The p0 parameter is an optional argument for the curve_fit function.
It takes an array of initial guess parameters. So, we will create an array ``guess=[2,1]``
containing the initial guesses for A and k.

We then need to apply p0 in curve_fit:
```
optimalParameters, covarianceMatrix = curve_fit(myFit, x, y, po=guess)
```
By providing the initial guess parameters, you're guiding the curve fitting process, potentially helping it converge to a better solution.

In [None]:
print(optimalParameters)

One better way to access the values is to *destructure* the data.
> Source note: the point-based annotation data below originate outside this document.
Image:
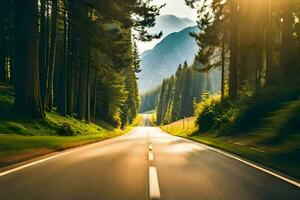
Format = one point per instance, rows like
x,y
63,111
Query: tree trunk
x,y
288,43
269,45
223,70
95,97
27,86
82,92
233,71
52,54
42,49
2,42
88,94
70,84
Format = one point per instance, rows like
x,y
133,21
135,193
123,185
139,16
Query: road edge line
x,y
243,160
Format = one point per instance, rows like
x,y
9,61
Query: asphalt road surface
x,y
144,164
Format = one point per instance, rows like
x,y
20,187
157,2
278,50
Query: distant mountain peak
x,y
167,24
163,60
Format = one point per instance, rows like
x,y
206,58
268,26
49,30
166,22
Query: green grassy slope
x,y
22,138
275,142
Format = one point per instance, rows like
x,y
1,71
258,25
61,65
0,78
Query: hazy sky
x,y
173,7
177,7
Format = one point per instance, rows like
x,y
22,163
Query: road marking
x,y
40,161
153,184
150,156
150,147
295,183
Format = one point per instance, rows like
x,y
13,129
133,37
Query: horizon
x,y
180,10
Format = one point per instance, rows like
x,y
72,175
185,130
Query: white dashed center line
x,y
150,156
153,184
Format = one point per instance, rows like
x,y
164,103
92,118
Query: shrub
x,y
67,130
212,113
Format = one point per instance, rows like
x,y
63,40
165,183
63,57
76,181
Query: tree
x,y
27,86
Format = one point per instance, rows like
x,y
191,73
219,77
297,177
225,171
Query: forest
x,y
75,57
254,54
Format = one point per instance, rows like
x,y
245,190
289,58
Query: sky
x,y
173,7
178,8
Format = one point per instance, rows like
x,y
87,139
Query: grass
x,y
282,157
22,138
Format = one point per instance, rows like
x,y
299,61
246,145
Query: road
x,y
144,164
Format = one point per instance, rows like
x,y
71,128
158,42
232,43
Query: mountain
x,y
167,24
163,60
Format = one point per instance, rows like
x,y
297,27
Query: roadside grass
x,y
22,138
283,157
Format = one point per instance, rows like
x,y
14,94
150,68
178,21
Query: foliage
x,y
212,113
180,92
149,100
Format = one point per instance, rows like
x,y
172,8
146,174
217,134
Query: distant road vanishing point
x,y
147,163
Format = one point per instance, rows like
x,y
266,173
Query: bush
x,y
212,113
66,130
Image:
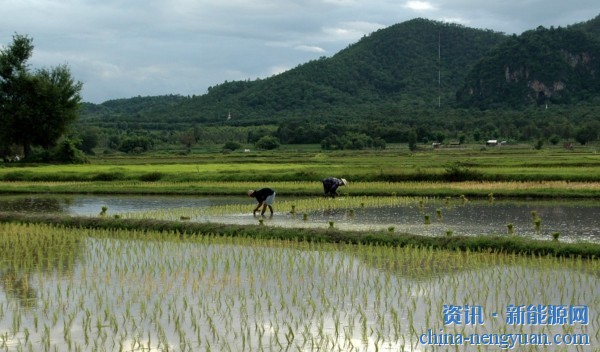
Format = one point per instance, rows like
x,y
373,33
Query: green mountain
x,y
539,67
415,64
408,68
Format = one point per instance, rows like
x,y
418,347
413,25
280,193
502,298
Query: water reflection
x,y
29,251
574,220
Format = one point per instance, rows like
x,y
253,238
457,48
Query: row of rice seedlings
x,y
133,291
293,206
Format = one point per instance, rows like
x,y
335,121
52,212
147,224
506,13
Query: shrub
x,y
267,143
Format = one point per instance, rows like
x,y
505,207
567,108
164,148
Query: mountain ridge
x,y
414,65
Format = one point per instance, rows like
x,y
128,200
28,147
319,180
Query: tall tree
x,y
37,107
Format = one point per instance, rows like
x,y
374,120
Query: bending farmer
x,y
331,184
265,197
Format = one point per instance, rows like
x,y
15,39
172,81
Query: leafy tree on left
x,y
36,108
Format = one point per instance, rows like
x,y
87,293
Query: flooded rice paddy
x,y
111,290
574,220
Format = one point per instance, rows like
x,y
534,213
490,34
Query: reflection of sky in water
x,y
573,220
230,295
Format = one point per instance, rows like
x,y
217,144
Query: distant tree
x,y
412,141
586,134
554,139
136,144
232,145
89,140
36,108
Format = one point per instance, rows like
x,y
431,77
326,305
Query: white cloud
x,y
123,48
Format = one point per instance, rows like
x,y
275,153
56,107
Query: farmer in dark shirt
x,y
265,197
331,184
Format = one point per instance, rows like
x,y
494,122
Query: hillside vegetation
x,y
418,81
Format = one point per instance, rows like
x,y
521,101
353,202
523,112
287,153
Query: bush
x,y
67,152
231,145
267,143
151,177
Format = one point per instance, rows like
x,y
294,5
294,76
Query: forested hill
x,y
410,66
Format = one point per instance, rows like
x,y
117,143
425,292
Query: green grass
x,y
505,171
483,243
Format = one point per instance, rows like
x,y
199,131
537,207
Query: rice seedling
x,y
99,289
510,227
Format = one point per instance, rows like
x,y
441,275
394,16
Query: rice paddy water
x,y
65,289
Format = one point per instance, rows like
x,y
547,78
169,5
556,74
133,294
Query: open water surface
x,y
574,220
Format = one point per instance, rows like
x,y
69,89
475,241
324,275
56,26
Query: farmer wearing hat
x,y
331,184
265,197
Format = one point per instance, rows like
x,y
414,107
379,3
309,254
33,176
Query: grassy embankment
x,y
499,244
503,171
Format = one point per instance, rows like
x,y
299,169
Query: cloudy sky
x,y
127,48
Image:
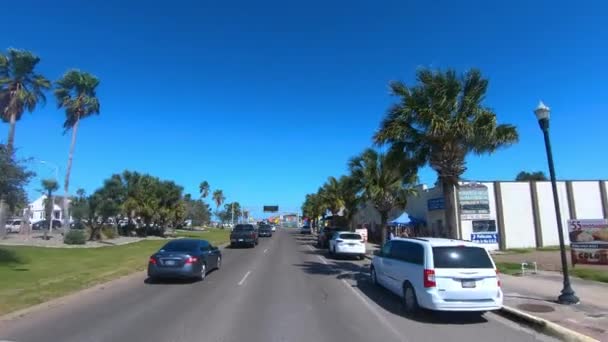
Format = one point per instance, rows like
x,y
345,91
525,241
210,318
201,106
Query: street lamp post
x,y
567,296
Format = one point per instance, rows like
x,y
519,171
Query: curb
x,y
544,325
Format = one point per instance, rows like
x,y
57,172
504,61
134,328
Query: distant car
x,y
305,229
265,230
44,224
13,226
438,274
347,243
184,258
244,234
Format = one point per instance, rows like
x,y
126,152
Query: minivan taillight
x,y
498,278
429,278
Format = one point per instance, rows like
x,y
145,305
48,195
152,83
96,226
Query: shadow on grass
x,y
9,257
358,276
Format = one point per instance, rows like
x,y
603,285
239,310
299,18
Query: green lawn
x,y
32,275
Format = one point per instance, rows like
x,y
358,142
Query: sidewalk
x,y
536,294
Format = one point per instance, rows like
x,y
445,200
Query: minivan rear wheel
x,y
410,303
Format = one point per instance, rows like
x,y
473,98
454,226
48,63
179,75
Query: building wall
x,y
546,213
588,203
518,219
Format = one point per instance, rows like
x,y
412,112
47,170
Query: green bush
x,y
75,237
109,232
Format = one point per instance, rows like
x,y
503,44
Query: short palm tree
x,y
50,186
21,88
218,198
439,122
204,189
385,180
76,93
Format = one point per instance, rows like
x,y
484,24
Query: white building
x,y
37,210
512,214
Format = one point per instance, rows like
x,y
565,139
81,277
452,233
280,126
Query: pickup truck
x,y
244,234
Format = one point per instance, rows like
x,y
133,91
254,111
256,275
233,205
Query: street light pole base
x,y
568,298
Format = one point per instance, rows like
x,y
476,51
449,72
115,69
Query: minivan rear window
x,y
461,257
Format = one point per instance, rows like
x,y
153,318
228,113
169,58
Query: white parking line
x,y
245,277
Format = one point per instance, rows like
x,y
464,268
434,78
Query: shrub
x,y
75,237
109,232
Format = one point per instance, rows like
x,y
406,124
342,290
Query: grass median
x,y
32,275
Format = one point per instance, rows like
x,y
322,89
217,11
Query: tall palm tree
x,y
439,122
204,189
21,88
385,180
76,93
50,186
218,198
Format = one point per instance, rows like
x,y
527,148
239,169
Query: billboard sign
x,y
589,241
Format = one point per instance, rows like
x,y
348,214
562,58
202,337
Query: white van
x,y
438,274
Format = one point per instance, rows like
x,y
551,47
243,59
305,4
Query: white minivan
x,y
438,274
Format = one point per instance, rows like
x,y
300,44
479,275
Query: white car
x,y
438,274
13,226
347,243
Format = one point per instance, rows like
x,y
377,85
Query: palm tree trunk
x,y
450,209
66,184
383,228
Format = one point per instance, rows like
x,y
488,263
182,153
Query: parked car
x,y
44,224
13,226
347,243
305,229
265,230
184,258
438,274
244,234
325,234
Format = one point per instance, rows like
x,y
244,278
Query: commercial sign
x,y
474,201
484,232
435,204
589,241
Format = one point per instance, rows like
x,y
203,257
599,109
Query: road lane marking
x,y
322,259
375,311
244,278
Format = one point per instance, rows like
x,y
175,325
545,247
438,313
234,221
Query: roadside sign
x,y
589,241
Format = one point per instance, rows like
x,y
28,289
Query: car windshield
x,y
461,257
180,246
350,236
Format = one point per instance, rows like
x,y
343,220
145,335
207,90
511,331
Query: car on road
x,y
347,244
13,226
44,224
244,234
325,234
184,258
438,274
265,230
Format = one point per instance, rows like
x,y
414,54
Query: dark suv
x,y
244,234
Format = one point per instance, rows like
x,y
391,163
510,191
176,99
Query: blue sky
x,y
266,99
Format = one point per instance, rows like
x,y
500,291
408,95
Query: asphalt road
x,y
283,290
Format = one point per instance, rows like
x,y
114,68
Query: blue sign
x,y
435,204
484,237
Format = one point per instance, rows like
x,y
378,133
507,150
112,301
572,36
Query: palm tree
x,y
218,198
439,122
204,189
50,186
76,93
21,88
385,180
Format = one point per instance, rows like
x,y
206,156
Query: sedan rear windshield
x,y
350,236
243,227
461,257
180,246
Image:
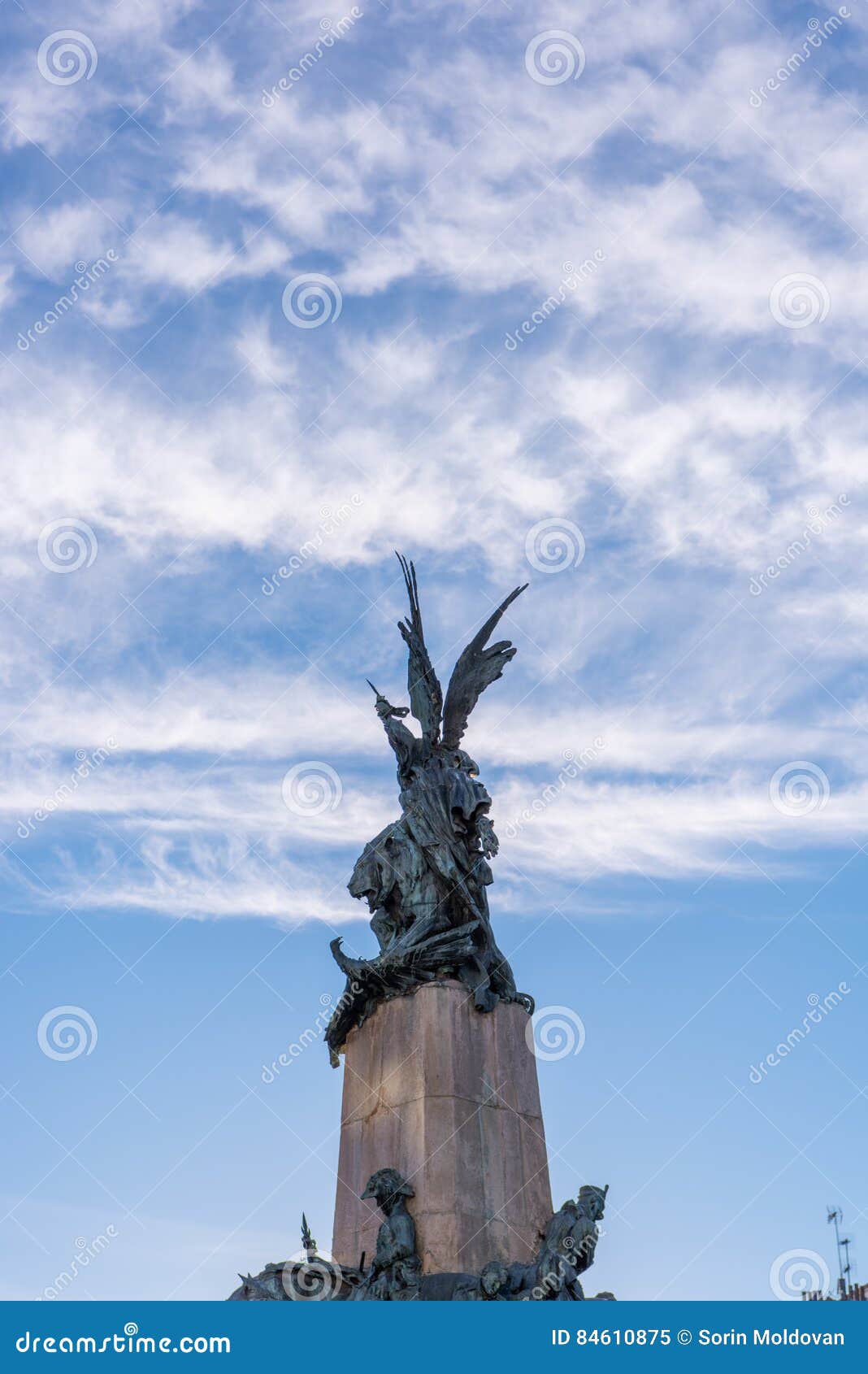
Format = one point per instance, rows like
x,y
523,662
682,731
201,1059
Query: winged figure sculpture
x,y
425,877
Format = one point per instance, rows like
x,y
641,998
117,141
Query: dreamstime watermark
x,y
798,788
555,1033
800,300
819,521
310,1035
66,57
571,282
796,1272
310,788
820,1007
85,1250
332,29
310,1278
330,523
123,1342
66,1033
312,300
85,766
819,32
553,545
553,57
569,1262
66,545
573,766
83,282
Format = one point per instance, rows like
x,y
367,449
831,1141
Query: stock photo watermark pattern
x,y
66,57
66,1033
571,310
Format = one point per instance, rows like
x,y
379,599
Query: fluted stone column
x,y
449,1097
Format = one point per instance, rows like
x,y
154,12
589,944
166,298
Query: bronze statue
x,y
567,1246
396,1272
425,877
566,1250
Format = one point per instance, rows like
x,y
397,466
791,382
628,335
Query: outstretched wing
x,y
475,669
426,695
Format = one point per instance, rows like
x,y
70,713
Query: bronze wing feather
x,y
426,695
475,669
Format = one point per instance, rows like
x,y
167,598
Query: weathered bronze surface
x,y
425,877
566,1250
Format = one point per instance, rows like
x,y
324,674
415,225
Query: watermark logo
x,y
798,789
553,57
310,1280
555,1033
66,57
796,1272
310,788
800,300
312,300
66,545
553,545
66,1033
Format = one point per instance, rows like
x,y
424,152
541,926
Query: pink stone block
x,y
449,1097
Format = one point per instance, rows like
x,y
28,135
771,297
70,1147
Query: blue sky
x,y
585,311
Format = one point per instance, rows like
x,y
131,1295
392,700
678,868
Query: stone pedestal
x,y
449,1097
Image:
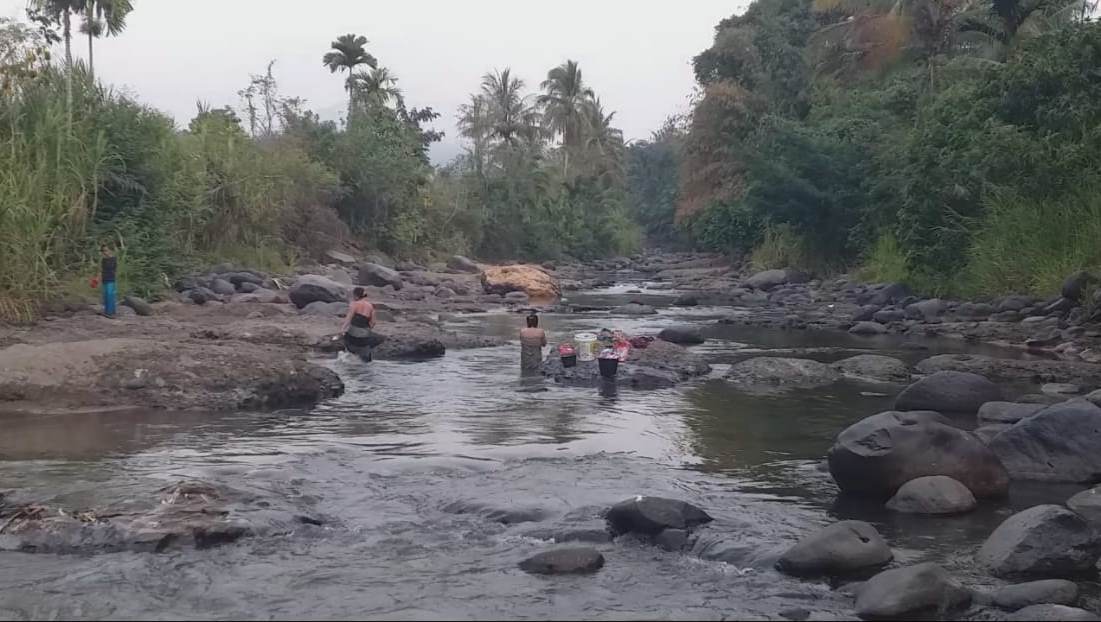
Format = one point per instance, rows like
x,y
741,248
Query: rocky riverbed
x,y
762,460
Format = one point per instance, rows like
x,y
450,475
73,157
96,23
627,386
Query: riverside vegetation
x,y
918,141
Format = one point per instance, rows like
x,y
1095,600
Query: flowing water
x,y
407,466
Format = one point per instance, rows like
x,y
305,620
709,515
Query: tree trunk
x,y
68,67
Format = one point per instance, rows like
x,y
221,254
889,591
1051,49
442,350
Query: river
x,y
404,465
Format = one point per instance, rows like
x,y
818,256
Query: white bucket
x,y
586,345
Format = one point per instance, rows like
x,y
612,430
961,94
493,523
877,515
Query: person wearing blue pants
x,y
108,266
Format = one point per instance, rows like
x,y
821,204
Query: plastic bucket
x,y
586,342
609,367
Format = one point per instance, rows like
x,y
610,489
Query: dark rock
x,y
775,373
868,328
313,288
1061,443
865,313
873,367
672,539
1045,541
839,548
911,591
1007,412
889,294
948,391
886,316
564,562
651,515
634,308
462,264
1076,284
1053,612
878,455
1053,591
140,306
1087,504
380,276
685,335
222,287
936,494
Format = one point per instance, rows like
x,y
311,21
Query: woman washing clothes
x,y
532,341
358,325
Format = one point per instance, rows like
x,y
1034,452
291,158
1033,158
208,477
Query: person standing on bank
x,y
532,341
358,325
108,271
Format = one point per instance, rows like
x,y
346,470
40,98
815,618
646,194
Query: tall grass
x,y
1028,247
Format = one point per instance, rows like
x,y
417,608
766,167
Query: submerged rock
x,y
1052,591
564,562
775,373
879,454
1045,541
873,367
1061,443
841,547
948,392
934,494
651,515
911,591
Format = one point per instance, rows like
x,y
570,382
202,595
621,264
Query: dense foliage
x,y
924,129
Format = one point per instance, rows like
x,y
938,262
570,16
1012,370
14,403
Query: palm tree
x,y
348,53
100,18
377,87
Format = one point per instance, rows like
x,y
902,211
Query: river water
x,y
407,467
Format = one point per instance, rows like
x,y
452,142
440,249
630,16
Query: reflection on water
x,y
385,460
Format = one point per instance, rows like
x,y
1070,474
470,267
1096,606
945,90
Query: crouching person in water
x,y
532,341
358,325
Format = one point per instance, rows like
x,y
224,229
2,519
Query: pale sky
x,y
635,54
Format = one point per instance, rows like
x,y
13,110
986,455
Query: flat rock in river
x,y
933,494
873,367
911,591
1061,443
564,562
765,374
1052,591
880,454
841,547
1045,541
948,391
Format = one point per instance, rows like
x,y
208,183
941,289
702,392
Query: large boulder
x,y
460,263
911,591
933,494
878,455
1050,591
839,548
532,280
314,288
948,392
1053,613
380,276
1007,412
1087,504
1061,443
873,367
564,562
1045,542
651,515
775,373
683,335
770,279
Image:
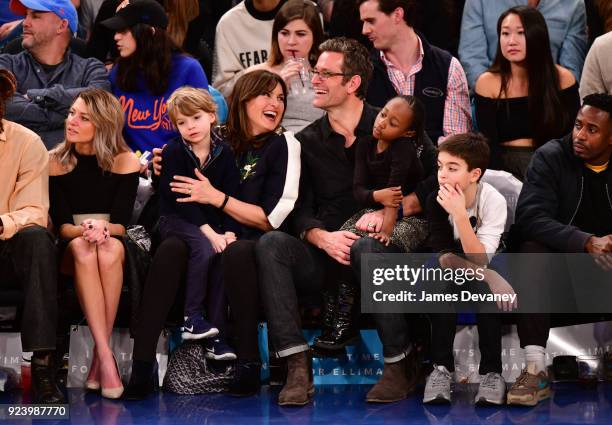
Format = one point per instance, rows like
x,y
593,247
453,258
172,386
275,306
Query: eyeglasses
x,y
324,75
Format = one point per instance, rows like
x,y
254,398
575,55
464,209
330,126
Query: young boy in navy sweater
x,y
204,228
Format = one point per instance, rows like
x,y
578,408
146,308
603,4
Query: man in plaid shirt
x,y
406,64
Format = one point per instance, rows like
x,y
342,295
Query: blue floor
x,y
340,404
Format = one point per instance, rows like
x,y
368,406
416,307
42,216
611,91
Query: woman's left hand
x,y
200,190
95,231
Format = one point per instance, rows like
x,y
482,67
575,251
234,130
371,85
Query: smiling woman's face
x,y
265,111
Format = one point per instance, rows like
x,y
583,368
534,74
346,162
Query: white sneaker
x,y
437,388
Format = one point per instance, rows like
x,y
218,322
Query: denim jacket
x,y
566,21
42,101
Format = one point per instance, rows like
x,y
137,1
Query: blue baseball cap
x,y
62,8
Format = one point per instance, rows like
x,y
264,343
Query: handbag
x,y
190,372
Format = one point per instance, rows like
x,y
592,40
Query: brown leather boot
x,y
298,387
398,381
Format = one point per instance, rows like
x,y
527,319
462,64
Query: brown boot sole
x,y
298,403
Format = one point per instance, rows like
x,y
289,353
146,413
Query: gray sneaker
x,y
437,388
492,390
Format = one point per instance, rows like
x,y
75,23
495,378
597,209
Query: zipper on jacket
x,y
579,199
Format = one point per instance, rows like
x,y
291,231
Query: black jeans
x,y
164,281
443,326
203,280
31,257
242,290
534,328
288,268
393,328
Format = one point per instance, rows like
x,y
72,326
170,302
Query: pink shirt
x,y
457,109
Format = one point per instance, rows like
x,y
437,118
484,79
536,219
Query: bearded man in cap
x,y
49,76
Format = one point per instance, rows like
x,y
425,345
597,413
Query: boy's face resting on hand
x,y
453,171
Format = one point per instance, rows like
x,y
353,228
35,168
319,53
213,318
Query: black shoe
x,y
328,316
144,381
344,331
44,388
247,380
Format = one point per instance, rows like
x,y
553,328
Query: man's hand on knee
x,y
336,244
370,222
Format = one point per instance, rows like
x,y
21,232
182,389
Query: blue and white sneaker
x,y
217,349
195,327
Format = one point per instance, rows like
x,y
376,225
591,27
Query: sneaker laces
x,y
522,380
490,380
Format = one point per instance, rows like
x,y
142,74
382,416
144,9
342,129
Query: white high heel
x,y
113,393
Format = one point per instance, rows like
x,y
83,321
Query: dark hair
x,y
249,86
418,113
291,11
356,61
8,85
471,147
152,60
388,6
601,101
546,112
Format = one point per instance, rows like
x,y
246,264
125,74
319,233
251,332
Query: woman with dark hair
x,y
269,165
92,188
296,34
524,99
150,67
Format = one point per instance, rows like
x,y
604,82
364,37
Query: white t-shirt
x,y
241,41
490,211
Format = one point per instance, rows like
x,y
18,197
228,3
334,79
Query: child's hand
x,y
229,237
452,199
390,197
382,237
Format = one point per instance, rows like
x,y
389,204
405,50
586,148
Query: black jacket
x,y
550,198
326,198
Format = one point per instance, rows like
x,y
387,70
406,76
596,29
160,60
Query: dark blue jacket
x,y
551,196
220,169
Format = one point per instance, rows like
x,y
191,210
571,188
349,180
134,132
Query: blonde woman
x,y
92,186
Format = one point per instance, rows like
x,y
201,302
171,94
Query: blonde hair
x,y
188,101
180,14
107,117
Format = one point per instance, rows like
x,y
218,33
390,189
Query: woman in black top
x,y
269,165
524,99
92,187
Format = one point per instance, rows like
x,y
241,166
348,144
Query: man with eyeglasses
x,y
319,256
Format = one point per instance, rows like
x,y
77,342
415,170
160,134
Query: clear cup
x,y
589,370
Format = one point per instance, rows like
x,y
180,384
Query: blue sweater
x,y
147,124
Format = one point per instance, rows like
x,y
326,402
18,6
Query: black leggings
x,y
166,277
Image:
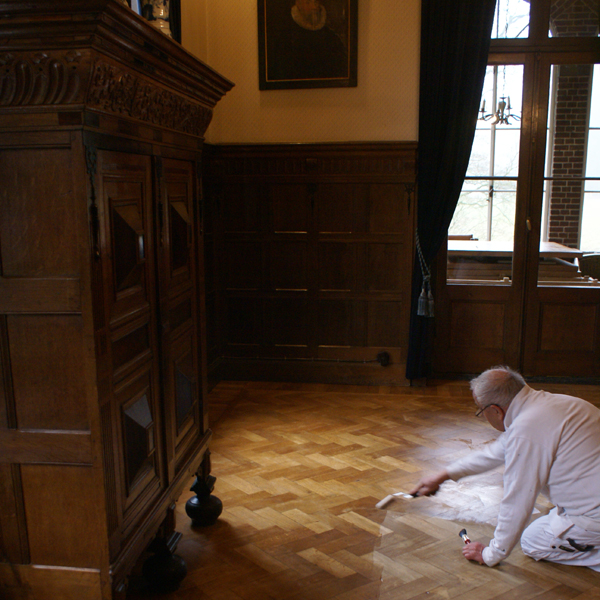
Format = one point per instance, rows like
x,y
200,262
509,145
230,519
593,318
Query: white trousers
x,y
544,537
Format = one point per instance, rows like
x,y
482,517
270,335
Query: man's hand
x,y
430,484
473,551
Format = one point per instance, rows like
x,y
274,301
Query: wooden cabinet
x,y
102,320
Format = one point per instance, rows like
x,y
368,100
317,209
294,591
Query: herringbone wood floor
x,y
299,470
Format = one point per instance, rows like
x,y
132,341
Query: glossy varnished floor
x,y
299,470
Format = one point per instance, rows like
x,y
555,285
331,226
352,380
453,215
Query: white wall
x,y
384,106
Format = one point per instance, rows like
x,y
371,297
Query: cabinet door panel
x,y
127,232
132,364
179,311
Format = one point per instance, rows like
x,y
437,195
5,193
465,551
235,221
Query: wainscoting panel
x,y
312,251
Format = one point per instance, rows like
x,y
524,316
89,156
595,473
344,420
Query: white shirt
x,y
551,443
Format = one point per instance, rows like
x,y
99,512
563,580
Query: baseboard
x,y
343,373
41,582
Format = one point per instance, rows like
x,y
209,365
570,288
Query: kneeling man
x,y
550,444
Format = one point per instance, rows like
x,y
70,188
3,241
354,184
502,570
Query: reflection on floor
x,y
300,468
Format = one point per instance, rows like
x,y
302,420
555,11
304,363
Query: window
x,y
506,172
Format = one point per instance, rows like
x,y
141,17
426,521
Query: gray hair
x,y
498,385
This is a useful trick to know.

In [None]:
ABest, kBest = optimalParameters
print( 'After, the fit we find that the optimal values for A and k are the following:')
print( 'A is ', ABest)
print( 'k is ', kBest)

Here is a better way to present the data, which is useful to know. The f formatting option can be used to limit the number of significant figures or decimal places for any numeric type.

In [None]:
print(f'A is equal to {ABest:.2f}, whereas k is equal to {kBest:.2f}')

One neat aspect of curve_fit and that it yields the undertainties of the best fit parameters.

I will not go into the details, so you can blindly follow the method below.

In [None]:
# Calculate the standard deviation of the parameters
std_dev = np.sqrt(np.diag(covarianceMatrix))
print("Show the standard deviation (A.K.A. error) of the two fitting parameters, A and k")
print(std_dev)

In [None]:
A_std_dev, k_std_dev = std_dev

print(f'A is equal to {ABest:.2f} +/- {A_std_dev:.2f} whereas k is equal to {kBest:.2f} +/- {k_std_dev:.2f}')

In theory, we are done, but it is neat to show the graph of the data with the best fit line.

Let's create a best fit line with that, with a 100 points ranging from xmin =0 to xmax =9.

In [None]:
xLine = np.linspace(0,9,100)
#print(xLine)

# now we need the y values, with the optimal A and k parameters.
# We use the broadcasting properties for the x values, which will return an array of y values.
yLine= myFit(xLine,ABest,kBest)
#print(yLine)

Let's show the two plots on the same graph.

In [None]:
plt.plot(x,y,'r+')
plt.plot(xLine,yLine)
plt.show()

At this point, you shoul be able to create your own fit function and use it for your own purposes. You can always refer to this notebook for your own needs.